TÚNEL. VOLEMOS
Marisa López Mosquera
[Fragmento]
Penn Station Six Lights, Louis Stettner, 1958
Estación oeste, veintidós paradas de tren, cuarenta minutos (doce en túneles) en cada sentido, cuatrocientas ochenta y cuatro horas al año en sus entrañas, once años haciendo el mismo tramo. El amanecer nos sorprende estos días por la esquina derecha del ventanal de emergencias, un tímido atisbo de calidez en la noche profunda. Las miradas se deslizan, los rostros se blindan, asistimos a la misma decadente rutina diaria, itinerante escenario, escaparate humano que se nutre de la fatiga, el desánimo, apenas dos o tres expresiones esperanzadas alumbran el trayecto matutino, ninguna a la vuelta en la noche. El siseo del motor actúa a veces a modo de nudo cruel que se ciñe al cuello de quien se descuida y baja la guardia. Túnel. Volemos. Si el vagón se detuviese antes de llegar al otro extremo por culpa de un derrumbamiento, un fallo eléctrico debido a un componente fundido, una grieta en el tiempo con pasaporte al futuro, tendríamos que reaccionar como grupo de alguna forma. No pareceríamos tótems como ahora, burbujas individuales, el único habitante de nuestro universo personal, perdidos en la vastedad de la soledad urbana. Fingimos aplomo, salimos a la luz de la glorieta ocultando nuestro desgarro, como si fuésemos figuras de cera transportadas en el metro ligero. Algunos días yo grito en mi interior, como un demente.

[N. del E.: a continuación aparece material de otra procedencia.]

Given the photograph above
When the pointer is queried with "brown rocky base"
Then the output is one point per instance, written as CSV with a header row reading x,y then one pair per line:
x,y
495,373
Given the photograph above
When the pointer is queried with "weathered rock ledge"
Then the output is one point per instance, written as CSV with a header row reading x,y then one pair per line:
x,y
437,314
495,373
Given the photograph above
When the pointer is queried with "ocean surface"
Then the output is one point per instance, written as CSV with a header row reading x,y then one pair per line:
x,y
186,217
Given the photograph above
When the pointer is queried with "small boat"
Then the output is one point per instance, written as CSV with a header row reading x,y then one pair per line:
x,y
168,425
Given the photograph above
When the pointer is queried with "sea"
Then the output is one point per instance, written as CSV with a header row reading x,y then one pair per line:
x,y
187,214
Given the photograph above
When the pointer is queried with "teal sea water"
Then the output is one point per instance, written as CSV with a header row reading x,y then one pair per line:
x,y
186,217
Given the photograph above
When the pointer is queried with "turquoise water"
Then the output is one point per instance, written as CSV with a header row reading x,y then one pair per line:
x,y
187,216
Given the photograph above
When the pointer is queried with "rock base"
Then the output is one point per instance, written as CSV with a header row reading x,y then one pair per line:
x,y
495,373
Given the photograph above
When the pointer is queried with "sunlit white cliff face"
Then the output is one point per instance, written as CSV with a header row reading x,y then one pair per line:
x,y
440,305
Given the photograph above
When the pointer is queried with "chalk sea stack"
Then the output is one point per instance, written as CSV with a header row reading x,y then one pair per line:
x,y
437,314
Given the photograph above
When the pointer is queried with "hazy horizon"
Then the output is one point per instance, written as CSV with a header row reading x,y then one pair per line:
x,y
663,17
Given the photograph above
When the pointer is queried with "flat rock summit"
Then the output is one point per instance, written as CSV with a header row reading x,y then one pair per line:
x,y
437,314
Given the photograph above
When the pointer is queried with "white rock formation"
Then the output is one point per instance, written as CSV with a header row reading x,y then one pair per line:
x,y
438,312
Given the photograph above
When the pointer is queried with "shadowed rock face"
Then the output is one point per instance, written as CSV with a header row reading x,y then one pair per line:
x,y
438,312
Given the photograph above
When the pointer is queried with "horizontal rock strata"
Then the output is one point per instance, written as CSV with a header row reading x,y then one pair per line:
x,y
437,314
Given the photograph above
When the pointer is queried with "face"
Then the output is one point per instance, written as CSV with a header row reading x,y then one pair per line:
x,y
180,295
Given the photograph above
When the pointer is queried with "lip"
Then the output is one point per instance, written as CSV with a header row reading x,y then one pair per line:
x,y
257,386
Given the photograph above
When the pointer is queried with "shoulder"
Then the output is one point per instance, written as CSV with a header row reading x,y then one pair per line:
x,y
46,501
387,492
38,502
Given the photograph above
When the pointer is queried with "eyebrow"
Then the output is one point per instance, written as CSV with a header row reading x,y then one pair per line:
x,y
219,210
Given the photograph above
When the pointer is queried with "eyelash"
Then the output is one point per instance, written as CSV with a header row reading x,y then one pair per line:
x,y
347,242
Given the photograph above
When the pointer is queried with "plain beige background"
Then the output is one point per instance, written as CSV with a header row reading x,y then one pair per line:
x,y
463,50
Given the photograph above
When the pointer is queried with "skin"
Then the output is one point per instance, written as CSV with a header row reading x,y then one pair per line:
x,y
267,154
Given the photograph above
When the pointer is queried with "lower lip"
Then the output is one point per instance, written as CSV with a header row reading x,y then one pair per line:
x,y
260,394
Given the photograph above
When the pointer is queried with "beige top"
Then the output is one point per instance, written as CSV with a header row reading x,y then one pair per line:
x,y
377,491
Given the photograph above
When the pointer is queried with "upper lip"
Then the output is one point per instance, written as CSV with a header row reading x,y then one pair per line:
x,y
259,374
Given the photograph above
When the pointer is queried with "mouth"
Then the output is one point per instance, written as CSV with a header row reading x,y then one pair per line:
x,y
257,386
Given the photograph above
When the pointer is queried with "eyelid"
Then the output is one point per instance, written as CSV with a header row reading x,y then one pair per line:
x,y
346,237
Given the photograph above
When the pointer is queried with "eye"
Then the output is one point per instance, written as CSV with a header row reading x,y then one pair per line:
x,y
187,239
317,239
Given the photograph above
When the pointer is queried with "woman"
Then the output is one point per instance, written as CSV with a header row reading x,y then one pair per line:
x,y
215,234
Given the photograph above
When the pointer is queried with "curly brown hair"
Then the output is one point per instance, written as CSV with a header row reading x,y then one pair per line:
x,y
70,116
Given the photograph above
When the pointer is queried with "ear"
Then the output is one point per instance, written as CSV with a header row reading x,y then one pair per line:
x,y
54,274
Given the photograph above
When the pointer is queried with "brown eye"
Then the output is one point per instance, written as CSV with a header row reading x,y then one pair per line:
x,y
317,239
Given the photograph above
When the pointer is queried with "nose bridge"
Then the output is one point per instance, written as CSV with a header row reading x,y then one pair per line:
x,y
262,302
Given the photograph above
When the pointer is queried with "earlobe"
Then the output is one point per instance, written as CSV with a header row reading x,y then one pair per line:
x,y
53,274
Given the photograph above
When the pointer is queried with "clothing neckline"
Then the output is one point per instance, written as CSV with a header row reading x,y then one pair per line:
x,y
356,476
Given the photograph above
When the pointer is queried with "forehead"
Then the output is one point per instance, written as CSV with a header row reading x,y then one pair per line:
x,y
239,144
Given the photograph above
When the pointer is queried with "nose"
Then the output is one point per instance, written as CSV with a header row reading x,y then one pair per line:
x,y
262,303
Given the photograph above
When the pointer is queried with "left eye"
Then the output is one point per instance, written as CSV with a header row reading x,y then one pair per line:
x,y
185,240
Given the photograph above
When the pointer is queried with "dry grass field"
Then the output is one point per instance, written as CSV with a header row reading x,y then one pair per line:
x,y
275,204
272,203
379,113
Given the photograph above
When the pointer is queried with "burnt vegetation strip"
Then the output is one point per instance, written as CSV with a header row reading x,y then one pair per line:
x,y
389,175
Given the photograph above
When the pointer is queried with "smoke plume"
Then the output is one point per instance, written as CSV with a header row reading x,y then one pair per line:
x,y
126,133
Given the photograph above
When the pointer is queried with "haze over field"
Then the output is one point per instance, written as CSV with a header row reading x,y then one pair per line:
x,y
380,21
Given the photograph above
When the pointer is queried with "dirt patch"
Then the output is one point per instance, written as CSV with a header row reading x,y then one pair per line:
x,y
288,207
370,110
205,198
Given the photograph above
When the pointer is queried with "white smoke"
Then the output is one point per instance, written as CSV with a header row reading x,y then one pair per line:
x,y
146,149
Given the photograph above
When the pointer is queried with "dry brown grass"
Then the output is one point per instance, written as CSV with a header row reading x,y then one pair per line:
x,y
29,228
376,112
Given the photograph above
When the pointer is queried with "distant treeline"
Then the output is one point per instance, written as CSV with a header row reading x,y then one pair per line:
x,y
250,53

No siempre ha sido así, hubo un tiempo en el que el trayecto al trabajo era un mero trámite y me regodeaba en ese espacio intermedio mientras la visualizaba, su cuerpo confiado en la cama antes de irme, abandonado a sí mismo en el sueño, lejos de la férrea disciplina que ella le infligía, la que lo había convertido en lo firme y deseable que era. Al margen del motor marcial de su mente, en algunas posiciones escapaba un ligero gemido gutural a través de sus labios entreabiertos, una ventosidad ocasional, un empeño irracional en ovillarse al límite hasta convertirse en un bulto esférico, la cabeza escondida entre las piernas que ceñía con sus brazos. Cuántas veces dominé mi insomnio natural acoplándome a su perfil, sus nalgas contra mi vientre, mi corazón tranquilo burlando la angustia al fin, latiendo al compás de su respiración pausada. Un sueño profundo que terminaba en cuanto ella me percibía de alguna forma sin despertarse y me separaba con un simple gesto de su brazo. Ademán que me ofendía cuando volvía con amargura al sueño intranquilo y ligero del resto de la noche, tanto como su inmediato florecimiento en cuanto me levantaba y ella se abría, desplegándose, hasta yacer en aspa boca abajo, ocupando todo el espacio, como quien llega a casa y siente que esta le abraza tras un largo viaje.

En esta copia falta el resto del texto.